Activate the Fuck Off Fund and Realise You Don't Have to Make Lemonade


"We don’t have to glorify work. We don’t need a side hustle, or to go in for the next rung on the ladder or call ourselves ambitious. We don’t need to strive for anything other than career middle-ground."


This quote from Laura Jane William's article for Red Magazine about the death of the hustle (you can read it here) really resonated with me yesterday.


The concept that my career didn't have to be my everything was completely groundbreaking 8 months ago when I passed through the security gates of the glass-fronted office for the last time aged 29. At that moment, when I heard the swoosh of the gate close behind me, I had no idea that would be the last time I carried out my daily work routine.
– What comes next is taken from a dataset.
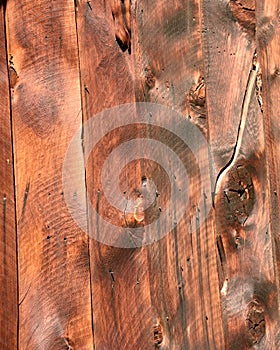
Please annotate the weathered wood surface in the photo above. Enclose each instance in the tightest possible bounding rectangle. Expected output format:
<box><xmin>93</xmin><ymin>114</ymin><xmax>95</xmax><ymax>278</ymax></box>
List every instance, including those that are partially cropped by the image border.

I slowly stepped through the shiny corporate doors and across the City of London street; I was surrounded by suits during the rush hour. Despite being caught up in the race of City workers running in all directions to make their trains home, I had little awareness of anything. I walked forward into the haze, my vision swaying as though I had just sunk 5 G&Ts in the space of 20 minutes.


On that average Tuesday, life handed me a lemon.


I engaged my inner-auto pilot and floated down to the tunnels of the tube as if I had been carried down to my usual carriage by my fellow commuters. I sat on a well-worn seat in the Waterloo and City Line carriage as I get hit by a heavy thought - my face reacts as if I am physically hurt, manifesting a deep set frown. The painful thought was a cloud of reflection, as I analysed the narrative I realised I had unconsciously made the decision to devote myself to my career.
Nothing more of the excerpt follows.